College of Food Science, Fujian Agriculture and Forestry University, Fuzhou 350002, China; Fujian Provincial Key Laboratory of Quality Science and Processing Technology in Special Starch, Fujian Agriculture and Forestry University, Fuzhou 350002, China; China-Ireland International Cooperation Centre for Food Material Science and Structure Design, Fujian Agriculture and Forestry University, Fuzhou 350002, China. Electronic address:

Published: February 2025

Pressure promotes the formation of starch-polyphenol complexes, but their classification and properties are still unclear. This study aimed to elucidate the effects of dynamic high-pressure homogenization (10-50 MPa) and static hydrostatic pressure (100-500 MPa) on the copolymerization behavior and properties of lotus seed starch (LS)-endogenous polyphenol chlorogenic acid (CA) complexes. The results showed that both pressures induced LS-CA to form stable inclusion-type complexes and easily destructible noninclusion-type complexes.

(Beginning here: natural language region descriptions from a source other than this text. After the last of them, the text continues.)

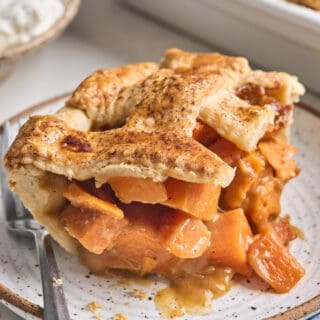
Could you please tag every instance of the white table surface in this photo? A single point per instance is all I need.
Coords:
(104, 34)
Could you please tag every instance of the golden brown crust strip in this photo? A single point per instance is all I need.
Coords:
(48, 144)
(95, 94)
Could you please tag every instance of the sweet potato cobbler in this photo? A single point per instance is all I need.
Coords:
(174, 169)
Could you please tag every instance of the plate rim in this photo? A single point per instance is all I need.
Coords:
(308, 308)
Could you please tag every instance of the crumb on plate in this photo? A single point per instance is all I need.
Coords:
(119, 316)
(94, 305)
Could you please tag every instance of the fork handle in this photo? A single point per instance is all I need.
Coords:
(54, 302)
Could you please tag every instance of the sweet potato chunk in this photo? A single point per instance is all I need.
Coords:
(283, 229)
(138, 248)
(129, 189)
(280, 157)
(274, 263)
(262, 203)
(184, 236)
(83, 200)
(204, 134)
(198, 199)
(95, 231)
(248, 169)
(230, 234)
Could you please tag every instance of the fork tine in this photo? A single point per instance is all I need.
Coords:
(7, 196)
(21, 211)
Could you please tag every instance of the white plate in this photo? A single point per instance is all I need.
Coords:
(19, 270)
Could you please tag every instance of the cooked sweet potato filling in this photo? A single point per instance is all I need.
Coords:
(176, 227)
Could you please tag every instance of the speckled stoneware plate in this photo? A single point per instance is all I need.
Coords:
(246, 300)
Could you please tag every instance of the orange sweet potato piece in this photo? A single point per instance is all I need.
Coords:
(248, 169)
(184, 236)
(95, 231)
(83, 200)
(274, 263)
(227, 151)
(198, 199)
(284, 230)
(230, 235)
(280, 156)
(262, 203)
(129, 189)
(138, 247)
(204, 134)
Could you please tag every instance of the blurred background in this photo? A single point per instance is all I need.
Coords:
(106, 33)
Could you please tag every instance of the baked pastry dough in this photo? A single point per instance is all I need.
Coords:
(140, 156)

Increased pressure promoted the formation of inclusion-type complexes, with dynamic pressure having a particularly strong effect. However, noninclusion-type complexes began breaking down at 20 MPa under dynamic pressure and 300 MPa under static pressure. Inclusion-type complexes primarily improve starch ordering, and noninclusion-type complexes enhance water holding capacity, but excessive proportions of either type affect pasting performance. These findings offer insights into transforming specific starch structures through small molecular components and provide a theoretical basis for controlling functional starch product processing.